QY201 is a next generation JAK1/TYK2 inhibitor independently developed by EnitiateBio with global intellectual property rights. By inhibiting JAK activity and blocking the JAK-STAT pathway, it reduces the expression of pro-inflammatory cytokines, thereby playing a role in the treatment of autoimmune diseases such as atopic dermatitis and psoriasis.  QY201 has high selectivity and high activity against JAK1 and TYK2 and has increased selectivity for JAK1 over JAK2 compared to similar products, indicating that QY201 has the potential to avoid JAK2-mediated hematotoxicity.


At present, a Phase Ia clinical trial in healthy subjects and a Phase Ib clinical trial in subjects with moderate-to-severe atopic dermatitis are completed. The preliminary results show that QY201 tablets have good overall safety and tolerability, and can rapidly relieve pruritus and improve skin lesions, winning wide recognition from subjects and investigators. At present, a Phase II clinical trial in subjects with moderate-to-severe atopic dermatitis is being conducted at multiple centers domestically.

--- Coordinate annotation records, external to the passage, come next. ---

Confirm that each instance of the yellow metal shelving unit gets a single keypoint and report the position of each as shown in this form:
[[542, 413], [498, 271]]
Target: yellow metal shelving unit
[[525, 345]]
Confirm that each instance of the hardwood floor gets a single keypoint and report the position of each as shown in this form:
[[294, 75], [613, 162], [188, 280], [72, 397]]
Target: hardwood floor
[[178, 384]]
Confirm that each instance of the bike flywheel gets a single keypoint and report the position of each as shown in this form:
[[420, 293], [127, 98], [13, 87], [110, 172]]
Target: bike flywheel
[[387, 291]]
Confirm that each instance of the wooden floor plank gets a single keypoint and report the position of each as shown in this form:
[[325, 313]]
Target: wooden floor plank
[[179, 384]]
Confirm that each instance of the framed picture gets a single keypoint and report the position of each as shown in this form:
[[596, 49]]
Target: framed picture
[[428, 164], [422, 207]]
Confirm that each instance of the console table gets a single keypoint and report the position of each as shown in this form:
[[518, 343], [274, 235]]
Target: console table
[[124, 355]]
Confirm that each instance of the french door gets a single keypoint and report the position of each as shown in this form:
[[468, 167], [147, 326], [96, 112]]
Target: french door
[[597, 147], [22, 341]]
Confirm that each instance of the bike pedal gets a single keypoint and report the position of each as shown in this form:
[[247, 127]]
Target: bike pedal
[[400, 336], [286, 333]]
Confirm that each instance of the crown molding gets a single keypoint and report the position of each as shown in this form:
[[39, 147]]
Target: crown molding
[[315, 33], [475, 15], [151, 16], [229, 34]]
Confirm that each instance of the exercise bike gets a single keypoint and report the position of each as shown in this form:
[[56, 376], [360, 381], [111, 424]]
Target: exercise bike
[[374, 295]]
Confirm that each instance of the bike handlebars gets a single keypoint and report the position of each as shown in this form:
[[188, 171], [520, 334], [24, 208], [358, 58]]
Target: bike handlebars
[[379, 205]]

The R&D of QY201 demonstrates the ability of EnitiateBio to independently develop innovative Class 1 new drugs with BIC potential. The IND approval from FDA  demonstrates EnitiateBio’s forward-looking overseas strategic layout and the efficient execution of the team. It also marks the determination of EnitiateBio to step onto the global stage of innovative drug research and development.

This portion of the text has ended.